I am wary of a hysterical campus discourse – gleefully amplified by many of the same charlatans who have turned “DEI” into a slur – that draws attention away from the ongoing slaughter in the Gaza Strip and settler violence in the occupied West Bank. We should be focusing on the material reality of war: the munitions our government is sending to Israel, which kill Palestinians by the thousands, and the Americans participating in the violence. Forget the fringe folks and outside agitators: the CUAD organizers behind the campus protests have rightfully insisted on divestment as their most important demand of the Columbia administration, and on sustained attention to the situation in Palestine.

When I posted Thoughts about the pro-Palestine protest at Columbia University two days ago, I got some sharp criticism for not diving deep enough into the sources of information that alleged antisemitism b y the protesters. My big mistake was not wanting to give my email out to a source, Jewish Insider, that required it to read the article. I found out this morning that I was partly mistaken about the email. Anyway, I just blew it off and cited some allegedly antisemitic rhetoric that allegedly came from the protestors. It didn’t come from protesters.

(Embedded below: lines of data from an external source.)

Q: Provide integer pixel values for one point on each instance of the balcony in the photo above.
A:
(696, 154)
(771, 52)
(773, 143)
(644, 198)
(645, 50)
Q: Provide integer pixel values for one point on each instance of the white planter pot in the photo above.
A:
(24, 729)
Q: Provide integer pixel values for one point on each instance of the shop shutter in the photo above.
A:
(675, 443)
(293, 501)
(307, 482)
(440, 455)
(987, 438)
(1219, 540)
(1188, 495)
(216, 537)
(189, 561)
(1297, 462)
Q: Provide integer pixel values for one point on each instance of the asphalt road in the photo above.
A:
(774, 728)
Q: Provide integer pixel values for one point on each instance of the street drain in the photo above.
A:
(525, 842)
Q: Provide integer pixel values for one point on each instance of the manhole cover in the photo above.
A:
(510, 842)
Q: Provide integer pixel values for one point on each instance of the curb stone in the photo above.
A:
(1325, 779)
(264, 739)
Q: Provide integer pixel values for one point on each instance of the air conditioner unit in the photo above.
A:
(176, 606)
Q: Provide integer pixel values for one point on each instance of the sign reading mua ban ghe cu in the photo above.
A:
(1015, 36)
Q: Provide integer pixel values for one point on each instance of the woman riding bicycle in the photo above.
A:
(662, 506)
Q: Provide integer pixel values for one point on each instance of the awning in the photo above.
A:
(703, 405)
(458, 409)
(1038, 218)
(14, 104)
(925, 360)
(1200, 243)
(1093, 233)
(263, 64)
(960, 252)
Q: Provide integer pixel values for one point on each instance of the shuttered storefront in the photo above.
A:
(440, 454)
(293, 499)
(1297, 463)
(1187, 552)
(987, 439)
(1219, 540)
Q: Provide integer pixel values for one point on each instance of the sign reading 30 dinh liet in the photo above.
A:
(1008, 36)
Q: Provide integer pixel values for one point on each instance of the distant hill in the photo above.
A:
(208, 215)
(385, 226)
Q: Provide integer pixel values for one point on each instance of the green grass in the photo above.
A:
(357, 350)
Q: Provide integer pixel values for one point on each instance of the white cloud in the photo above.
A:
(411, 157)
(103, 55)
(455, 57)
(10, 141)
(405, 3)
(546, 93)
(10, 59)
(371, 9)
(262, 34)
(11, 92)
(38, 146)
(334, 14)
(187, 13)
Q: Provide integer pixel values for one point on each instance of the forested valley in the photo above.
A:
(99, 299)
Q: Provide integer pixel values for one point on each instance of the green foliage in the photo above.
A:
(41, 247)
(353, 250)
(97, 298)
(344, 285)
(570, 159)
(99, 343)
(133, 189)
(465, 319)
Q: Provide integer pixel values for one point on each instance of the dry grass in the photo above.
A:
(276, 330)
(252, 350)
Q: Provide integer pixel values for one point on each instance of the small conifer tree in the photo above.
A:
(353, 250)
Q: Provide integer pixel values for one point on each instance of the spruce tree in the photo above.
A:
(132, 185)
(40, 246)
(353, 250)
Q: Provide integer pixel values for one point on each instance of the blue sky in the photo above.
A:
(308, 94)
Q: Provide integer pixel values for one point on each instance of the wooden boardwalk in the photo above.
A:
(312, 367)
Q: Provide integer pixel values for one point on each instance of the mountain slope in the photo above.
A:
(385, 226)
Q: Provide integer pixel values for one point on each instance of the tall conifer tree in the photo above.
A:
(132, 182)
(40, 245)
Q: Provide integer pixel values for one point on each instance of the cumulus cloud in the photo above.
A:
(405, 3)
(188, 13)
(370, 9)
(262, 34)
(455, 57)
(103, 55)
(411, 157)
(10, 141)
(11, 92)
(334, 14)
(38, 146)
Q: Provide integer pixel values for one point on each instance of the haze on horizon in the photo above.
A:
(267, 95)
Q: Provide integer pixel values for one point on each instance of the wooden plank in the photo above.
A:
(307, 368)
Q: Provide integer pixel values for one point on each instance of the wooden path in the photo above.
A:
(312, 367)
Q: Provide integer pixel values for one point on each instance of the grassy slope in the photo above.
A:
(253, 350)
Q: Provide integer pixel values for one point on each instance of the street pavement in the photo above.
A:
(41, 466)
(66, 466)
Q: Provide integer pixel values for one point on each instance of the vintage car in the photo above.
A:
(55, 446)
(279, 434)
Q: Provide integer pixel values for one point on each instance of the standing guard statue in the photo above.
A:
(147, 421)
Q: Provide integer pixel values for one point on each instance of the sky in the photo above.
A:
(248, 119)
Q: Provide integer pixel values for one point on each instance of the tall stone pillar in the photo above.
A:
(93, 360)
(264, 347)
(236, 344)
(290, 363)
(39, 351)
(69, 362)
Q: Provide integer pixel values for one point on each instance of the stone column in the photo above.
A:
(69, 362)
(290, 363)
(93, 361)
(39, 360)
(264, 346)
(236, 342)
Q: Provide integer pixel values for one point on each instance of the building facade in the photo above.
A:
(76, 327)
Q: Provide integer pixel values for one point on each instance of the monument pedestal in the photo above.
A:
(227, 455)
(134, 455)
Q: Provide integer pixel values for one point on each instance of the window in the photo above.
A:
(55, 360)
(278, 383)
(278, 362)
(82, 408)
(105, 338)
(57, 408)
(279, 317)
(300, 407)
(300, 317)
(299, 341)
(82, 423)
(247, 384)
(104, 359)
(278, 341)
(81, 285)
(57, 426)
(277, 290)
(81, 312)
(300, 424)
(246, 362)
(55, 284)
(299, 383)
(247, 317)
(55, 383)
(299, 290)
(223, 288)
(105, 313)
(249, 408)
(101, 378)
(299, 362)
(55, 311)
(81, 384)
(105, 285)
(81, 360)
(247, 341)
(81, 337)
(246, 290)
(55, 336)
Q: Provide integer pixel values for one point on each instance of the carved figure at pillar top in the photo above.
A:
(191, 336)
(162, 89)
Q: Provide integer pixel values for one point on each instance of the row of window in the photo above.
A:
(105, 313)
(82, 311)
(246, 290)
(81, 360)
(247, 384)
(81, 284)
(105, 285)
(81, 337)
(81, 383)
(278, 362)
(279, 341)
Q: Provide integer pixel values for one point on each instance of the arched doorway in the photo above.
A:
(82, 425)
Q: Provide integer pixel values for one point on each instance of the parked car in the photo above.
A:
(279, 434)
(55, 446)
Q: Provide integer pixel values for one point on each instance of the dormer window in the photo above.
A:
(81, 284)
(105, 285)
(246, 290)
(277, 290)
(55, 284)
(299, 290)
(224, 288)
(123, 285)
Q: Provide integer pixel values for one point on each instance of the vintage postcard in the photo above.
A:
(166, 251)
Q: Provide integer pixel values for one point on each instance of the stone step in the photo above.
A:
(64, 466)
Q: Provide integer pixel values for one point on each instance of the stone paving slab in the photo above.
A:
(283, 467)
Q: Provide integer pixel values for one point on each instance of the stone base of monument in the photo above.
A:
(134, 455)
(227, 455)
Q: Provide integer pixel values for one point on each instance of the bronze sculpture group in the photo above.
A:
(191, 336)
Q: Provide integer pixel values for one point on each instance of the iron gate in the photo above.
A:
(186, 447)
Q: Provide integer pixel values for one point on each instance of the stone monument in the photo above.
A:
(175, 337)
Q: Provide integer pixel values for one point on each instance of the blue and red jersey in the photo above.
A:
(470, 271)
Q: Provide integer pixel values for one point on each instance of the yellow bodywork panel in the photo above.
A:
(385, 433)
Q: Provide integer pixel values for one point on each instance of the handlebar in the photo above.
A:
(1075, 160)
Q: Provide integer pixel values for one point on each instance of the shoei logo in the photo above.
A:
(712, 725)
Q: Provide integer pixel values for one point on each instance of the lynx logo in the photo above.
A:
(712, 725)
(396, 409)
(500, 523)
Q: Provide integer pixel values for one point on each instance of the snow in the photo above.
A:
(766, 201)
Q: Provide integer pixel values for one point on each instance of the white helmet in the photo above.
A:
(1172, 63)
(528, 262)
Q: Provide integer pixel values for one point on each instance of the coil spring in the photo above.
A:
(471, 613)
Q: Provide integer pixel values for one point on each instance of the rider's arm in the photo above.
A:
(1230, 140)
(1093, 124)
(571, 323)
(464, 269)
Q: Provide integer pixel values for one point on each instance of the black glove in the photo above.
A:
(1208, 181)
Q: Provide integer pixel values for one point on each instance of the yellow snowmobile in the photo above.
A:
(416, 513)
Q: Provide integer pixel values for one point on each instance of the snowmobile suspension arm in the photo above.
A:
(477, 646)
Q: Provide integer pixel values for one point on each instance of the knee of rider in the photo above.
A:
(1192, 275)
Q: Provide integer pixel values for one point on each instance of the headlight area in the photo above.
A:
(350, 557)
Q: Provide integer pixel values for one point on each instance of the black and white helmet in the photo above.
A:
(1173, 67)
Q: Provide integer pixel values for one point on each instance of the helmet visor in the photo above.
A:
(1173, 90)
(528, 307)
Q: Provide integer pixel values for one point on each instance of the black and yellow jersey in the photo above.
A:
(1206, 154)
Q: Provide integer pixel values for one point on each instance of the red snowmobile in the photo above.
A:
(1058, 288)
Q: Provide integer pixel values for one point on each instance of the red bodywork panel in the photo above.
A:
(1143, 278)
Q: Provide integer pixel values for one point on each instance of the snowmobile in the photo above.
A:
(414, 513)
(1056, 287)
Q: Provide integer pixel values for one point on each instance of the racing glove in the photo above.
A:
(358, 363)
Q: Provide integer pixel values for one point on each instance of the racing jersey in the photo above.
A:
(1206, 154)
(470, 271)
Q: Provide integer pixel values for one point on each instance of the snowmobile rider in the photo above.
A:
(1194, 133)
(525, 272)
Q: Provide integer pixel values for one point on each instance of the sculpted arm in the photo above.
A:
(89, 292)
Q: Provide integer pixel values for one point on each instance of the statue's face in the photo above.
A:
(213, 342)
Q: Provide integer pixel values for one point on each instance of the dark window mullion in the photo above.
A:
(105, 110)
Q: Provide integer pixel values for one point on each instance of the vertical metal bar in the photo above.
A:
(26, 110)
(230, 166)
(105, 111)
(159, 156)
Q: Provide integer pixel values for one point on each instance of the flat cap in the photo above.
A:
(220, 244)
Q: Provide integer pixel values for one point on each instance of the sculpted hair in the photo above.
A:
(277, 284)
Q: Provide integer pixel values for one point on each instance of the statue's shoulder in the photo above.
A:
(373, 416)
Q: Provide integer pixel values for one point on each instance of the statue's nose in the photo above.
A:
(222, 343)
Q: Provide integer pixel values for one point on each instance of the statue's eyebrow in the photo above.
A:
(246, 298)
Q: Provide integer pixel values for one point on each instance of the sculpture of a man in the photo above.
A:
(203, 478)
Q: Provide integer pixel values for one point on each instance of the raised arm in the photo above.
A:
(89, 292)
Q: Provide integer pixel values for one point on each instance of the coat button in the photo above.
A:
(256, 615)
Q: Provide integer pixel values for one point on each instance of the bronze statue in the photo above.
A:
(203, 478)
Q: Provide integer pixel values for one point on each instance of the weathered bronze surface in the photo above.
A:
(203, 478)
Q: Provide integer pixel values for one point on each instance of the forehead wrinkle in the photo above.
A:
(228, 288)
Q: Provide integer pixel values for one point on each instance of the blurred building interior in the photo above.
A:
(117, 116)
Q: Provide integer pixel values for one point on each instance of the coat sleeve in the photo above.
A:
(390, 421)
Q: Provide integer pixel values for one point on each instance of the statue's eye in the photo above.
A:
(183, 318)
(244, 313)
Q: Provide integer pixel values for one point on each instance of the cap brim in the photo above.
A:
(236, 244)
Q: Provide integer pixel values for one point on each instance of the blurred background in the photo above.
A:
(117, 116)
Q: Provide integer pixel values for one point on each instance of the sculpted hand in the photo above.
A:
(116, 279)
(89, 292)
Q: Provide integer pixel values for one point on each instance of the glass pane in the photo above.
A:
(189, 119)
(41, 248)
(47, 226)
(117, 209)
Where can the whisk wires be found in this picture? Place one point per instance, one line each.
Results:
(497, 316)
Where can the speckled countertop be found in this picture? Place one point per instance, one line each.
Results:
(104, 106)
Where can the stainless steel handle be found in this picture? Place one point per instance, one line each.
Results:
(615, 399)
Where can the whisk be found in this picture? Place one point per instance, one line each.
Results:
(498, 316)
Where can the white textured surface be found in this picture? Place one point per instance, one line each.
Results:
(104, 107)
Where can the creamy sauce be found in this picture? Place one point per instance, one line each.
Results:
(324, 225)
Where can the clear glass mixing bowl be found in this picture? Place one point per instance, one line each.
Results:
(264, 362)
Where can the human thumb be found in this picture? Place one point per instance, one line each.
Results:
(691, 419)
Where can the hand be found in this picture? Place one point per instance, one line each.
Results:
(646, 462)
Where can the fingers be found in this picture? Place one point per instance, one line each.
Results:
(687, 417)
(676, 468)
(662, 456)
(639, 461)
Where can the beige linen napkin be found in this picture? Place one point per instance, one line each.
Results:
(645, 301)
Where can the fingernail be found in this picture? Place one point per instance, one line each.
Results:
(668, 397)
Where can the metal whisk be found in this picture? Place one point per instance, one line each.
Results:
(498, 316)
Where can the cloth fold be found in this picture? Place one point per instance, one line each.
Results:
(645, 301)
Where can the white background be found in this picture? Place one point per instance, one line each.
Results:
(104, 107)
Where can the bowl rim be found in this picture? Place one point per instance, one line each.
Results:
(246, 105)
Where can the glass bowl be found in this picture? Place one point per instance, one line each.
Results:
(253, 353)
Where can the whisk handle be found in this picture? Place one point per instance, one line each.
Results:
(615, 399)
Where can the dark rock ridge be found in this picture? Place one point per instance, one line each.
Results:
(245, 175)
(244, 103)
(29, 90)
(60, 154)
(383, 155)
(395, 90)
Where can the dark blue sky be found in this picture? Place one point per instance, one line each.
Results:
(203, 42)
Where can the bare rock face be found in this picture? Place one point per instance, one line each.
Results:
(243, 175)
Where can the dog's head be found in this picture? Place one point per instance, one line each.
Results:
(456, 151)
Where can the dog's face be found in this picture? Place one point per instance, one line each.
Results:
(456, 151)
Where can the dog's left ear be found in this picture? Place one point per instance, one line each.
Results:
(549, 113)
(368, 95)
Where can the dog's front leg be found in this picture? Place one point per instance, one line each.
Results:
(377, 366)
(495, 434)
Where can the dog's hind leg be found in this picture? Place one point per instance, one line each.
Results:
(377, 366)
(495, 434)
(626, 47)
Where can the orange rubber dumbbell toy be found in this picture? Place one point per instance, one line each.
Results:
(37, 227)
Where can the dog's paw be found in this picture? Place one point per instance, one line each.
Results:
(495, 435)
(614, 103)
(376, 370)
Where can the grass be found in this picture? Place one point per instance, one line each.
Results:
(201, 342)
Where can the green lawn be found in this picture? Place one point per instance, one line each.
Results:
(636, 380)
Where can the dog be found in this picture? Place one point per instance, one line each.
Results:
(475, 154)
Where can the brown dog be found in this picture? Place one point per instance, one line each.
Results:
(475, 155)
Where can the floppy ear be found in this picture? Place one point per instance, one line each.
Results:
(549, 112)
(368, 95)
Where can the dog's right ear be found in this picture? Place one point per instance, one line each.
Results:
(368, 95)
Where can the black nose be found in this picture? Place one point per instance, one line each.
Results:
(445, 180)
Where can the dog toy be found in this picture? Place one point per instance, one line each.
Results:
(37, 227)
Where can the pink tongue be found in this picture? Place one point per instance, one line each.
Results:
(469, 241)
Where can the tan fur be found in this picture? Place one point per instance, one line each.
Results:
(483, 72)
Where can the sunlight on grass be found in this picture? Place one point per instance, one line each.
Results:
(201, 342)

It came from outside infiltrators.

It was pointed out to me that the source of one bit of alleged antisemitism by protesters, Chants from protesters of "Go back to Poland", was basically made up. It was a lie. This is what Jewish Insider actually wrote:
After Saturday night’s widespread antisemitic harassment on campus, several Jewish Columbia students said they felt afraid for their safety for the first time.

“[Saturday night] was an absolute breaking point and the first time people were truly afraid,” Eliana Goldin, a third-year political science major, told Jewish Insider. “My friends and I saw [non-Columbia students] sneak onto campus through a gap in the fence and we were verbally harassed, and some of my friends were physically assaulted. Public safety and NYPD did not help us. We were essentially stalked and followed as we tried to leave the escalating situation.”

According to Goldin, the physical assaults included assailants slapping a Jewish student, another pouring water on several students and others attempting to grab Israeli flags and run away with them.

“They yelled at us to go back to Poland, that we have no culture and chanted, ‘Strike strike Tel Aviv,” Goldin recalled. “My rabbi’s decision to tell everyone to stay away from campus was the right decision,” she said of Buechler’s statement, “because last night proved that the NYPD isn’t capable of protecting us… the environment here is openly hostile and possibly dangerous.”
Well, there it is. Right out in the open. The antisemitism was not coming from Columbia student protesters. It was coming from thugs, maybe antisemitic (maybe not), who snuck onto campus and harassed Jewish students.

That same Jewish Insider source in my post of two days ago was also cited for most of the rest of the allegedly antisemitic rhetoric. 

One reliable source that was cited, the BBC reported rhetoric "echoing that of terrorist organizations, especially in the wake of the recent massacre against the Jewish people, is despicable." Is that necessarily antisemitic? 

Some people see the phrase or chant, from the river to the sea, Palestine will be free, as profoundly antisemitic. Others see it as a call for Palestinian liberation and dignity, in view of the lack of freedoms Palestinians have in the territory between the Jordan River and the Mediterranean Sea. In short, the meaning ultimately depends on the speaker, listener, and context. 

Is it possible that the protesting students are not knowingly antisemitic and protesting what they see as genocide in Gaza and American complicity in it? Is the student who wrote this essay, Mr. Ben-Menachem, a cynical liar? He claims to be a Jew who was present and saw no antisemitism among the protestors. What reason would he have for lying? 

Q: Is Germaine a fool for even trying to figure out what is really going on here?